Mine happened a few years back as well, coming home from work, and already fairly close to my home.
I'm on a dedicated right hand turn lane ready to make the right turn about six cars deep, and this one guy tries to squeeze in front of me so he wouldn't have to go to the back of the line, and he saw me there's no question about - he looked right at me. He just wanted in, and persisted, I was just simply not moving (yet) we were doing like 5 mph approaching the turnpoint. Then at that point he actually weaved in and out like trying to scare me into moving over towards the curb, which I did and let him in. Basically he used his car as a weapon at that point.
There was a traffic light shortly after the turn and he had to stop and so did I. I bet he was shitting his pants at that point because he had nowhere to go, he was boxed in traffic. I got off the bike and approached him at the driver's window simply to ask him what the **** are you doing? I was also going to bother to explain to him the dangers the people like him but motorcyclists in, that's all. I had no other intentions. The chickenshit didn't open the window, but he gestured at me with a hand looking like a gun, and at one point he reached towards the glove box and that's when I left. I got his license plate and pulled over right there to call the police, and the person that was behind him and I actually saw everything that had happened, and he pulled over as a witness, for the moving portion of it, not for the gesture of the gun and reaching to the glove box because he didn't see that from his car.
Police arrived, took my report, and that of the witness. The officer asked if I wanted to press charges and I said yes - legitimately so, I felt my life had been out in danger.
They found the guy not very far away at his home, got arrested and charged. Can't remember exactly what the charge was, but it's something to do about using the vehicle in a way to put someone's life in danger, or something to that effect.
This is the way that some people learn.
After several months of going back and forth we ended up in court, a trial by jury.
He was there with his lawyer, I had the prosecutor and the fellow witness who had stopped.
Long story short, the mentality of so many people who don't understand when things like this happen or what they do when they take actions like these. When I was put on the stand I gave my testimony of how I felt when this was happening, how threatened I felt, and that I had felt my life was in danger - the trial went on.

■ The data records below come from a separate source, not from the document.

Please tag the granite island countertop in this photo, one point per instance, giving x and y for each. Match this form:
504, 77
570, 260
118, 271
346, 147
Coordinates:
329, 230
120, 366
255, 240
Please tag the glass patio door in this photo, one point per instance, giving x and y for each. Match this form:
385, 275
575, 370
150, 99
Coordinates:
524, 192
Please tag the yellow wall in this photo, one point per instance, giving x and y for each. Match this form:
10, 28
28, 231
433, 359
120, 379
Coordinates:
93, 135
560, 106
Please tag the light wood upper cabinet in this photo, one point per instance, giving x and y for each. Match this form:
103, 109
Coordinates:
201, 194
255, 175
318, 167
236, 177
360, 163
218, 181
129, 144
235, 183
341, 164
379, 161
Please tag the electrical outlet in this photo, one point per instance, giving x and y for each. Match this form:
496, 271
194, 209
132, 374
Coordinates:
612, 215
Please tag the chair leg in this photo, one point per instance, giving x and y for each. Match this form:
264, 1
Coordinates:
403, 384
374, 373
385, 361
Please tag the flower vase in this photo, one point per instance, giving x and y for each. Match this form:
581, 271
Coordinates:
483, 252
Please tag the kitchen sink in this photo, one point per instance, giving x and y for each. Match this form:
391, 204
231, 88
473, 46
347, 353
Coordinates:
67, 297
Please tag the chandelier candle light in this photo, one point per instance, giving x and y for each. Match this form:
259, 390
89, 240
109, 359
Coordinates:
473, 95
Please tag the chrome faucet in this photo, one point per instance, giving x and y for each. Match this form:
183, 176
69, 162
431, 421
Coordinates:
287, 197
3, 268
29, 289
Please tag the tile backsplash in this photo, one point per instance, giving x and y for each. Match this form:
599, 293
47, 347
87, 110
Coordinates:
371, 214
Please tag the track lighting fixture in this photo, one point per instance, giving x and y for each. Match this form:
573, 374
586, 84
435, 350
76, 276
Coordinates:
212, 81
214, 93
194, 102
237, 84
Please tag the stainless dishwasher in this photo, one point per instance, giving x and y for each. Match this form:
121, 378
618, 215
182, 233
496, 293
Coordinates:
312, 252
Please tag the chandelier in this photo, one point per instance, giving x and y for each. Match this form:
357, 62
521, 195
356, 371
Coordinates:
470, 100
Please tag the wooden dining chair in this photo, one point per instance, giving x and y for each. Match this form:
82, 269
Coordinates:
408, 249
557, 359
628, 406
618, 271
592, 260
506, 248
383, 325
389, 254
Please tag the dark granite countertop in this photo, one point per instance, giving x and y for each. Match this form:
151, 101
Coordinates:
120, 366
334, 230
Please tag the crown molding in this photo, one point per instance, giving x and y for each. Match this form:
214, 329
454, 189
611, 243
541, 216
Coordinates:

After a day's trial the jury (probably mostly cagers) finds him not guilty. That goes to show the mentality of how people see motorcyclists. With everything that happened that day, the witness, and so on, only a jury that doesn't understand what motorcyclists go through when trying to ride safely, how using a vehicle as a weapon is against the law, and the dangers that cagers put us in would allow that guy to get off.
At least it cost them pretty penny to have to hire a lawyer and spend the time to a trial. Lawyers that have to go to trial are not cheap.